Bernhard: Zunächst müsste man die Programmierer mit den Pflegeforschern zusammenbringen, um optimal auf die Bedürfnisse der zu Pflegenden einzugehen. Rund um den Bodensee gibt es ja einige gute Fachhochschulen, die sich bereits mit solchen Themen beschäftigen. Da wäre es sinnvoll, wenn man auch deren Ethikkommissionen einbezieht und miteinander weiterdenkt.
Krone: Sie sind auch Vorsitzender der Vorarlberger Ethikkommission. Wie läuft die Zusammenarbeit in diesem Bereich?
Bernhard: Mein Wunsch ist es, dass wir solch sensible Dinge seitens der Ethikkommissionen begleiten. Und ich habe auch das Gefühl, dass alle diese wesentlichen Themen, bei denen es um das Privatleben, um Menschenwürde geht, bisher Berücksichtigung gefunden haben. Unterm Strich ist immer das Wohl des Patienten oberstes Gebot.
Krone: Wie könnte die Digitalisierung noch Einzug ins Pflegeheim halten?
Bernhard: Die größte Herausforderung wird sein, ältere Menschen überhaupt dazu zu bringen, sich mit digitalen Tools zu beschäftigen. Eine gewisse Altersgruppe, denen TikTok jetzt Gott sei Dank nichts sagt, wird man schulen müssen, damit sie Apps und Angebote bedienen und nutzen können.
Krone: Was wird sich in den Seniorenheimen noch ändern?
Bernhard: Aufgrund des Klimawandels werden in Zukunft sicher klimatisierte Heime gebaut werden müssen. Im Hitzeschutzplan Vorarlberg sind bereits Hotspots definiert. In näherer Zukunft müsste jetzt - selbstverständlich unter der Einbeziehung von Klimaexperten - auch die entsprechenden Verordnungen angepasst werden.
Krone: Eine Lösung für den Pflegekräftemangel hat die IBK noch nicht gefunden?
Bernhard: Vernünftig wäre, sich Gedanken darüber zu machen, warum die Ausbildungen in der Region so unterschiedlich sind. Es ist ja nicht so, dass sich der Inhalt der Pflege rund um den Bodensee unterscheidet. Es geht um die Aktivitäten des täglichen Lebens - und die sind überall gleich. Deshalb ist die natürliche Frage, weshalb man überall unterschiedliche Berufsbilder mit solcher Akribie und Liebe schafft, anstatt sich darauf zu beschränken, was man wirklich braucht. Auch eine schnellere Anerkennung der unterschiedlichen Abschlüsse würde vieles vereinfachen.

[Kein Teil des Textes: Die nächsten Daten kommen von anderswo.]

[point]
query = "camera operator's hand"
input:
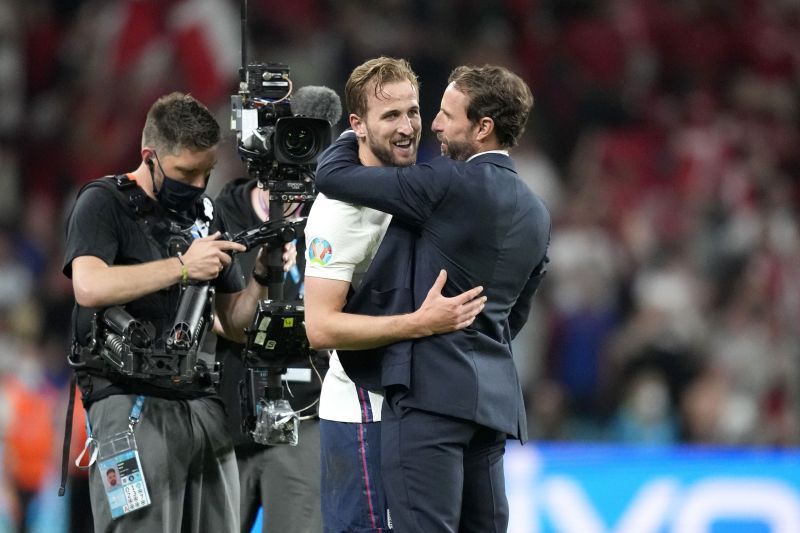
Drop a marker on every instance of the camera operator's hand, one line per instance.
(440, 314)
(206, 257)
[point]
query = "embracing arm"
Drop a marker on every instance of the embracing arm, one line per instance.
(328, 327)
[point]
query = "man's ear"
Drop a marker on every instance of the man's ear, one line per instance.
(147, 157)
(485, 129)
(358, 126)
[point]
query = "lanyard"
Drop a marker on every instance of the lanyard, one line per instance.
(91, 442)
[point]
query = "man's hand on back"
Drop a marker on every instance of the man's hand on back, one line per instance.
(440, 314)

Gründungsmitglieder der Internationalen Bodenseekonferenz im Jahr 1972 waren die schweizerischen Kantone St. Gallen, Thurgau, Schaffhausen, die deutschen Bundesländer Baden-Württemberg und Bayern und das Land Vorarlberg. Im Jahr 1993 kamen Appenzell Innerrhoden und Appenzell Ausserrhoden hinzu. Mit der Aufnahme des Kantons Zürich und des Fürstentums Liechtenstein im November 1998, erhöhte sich die Mitgliederzahl der IBK auf zehn Länder und Kantone aus vier Nationalstaaten.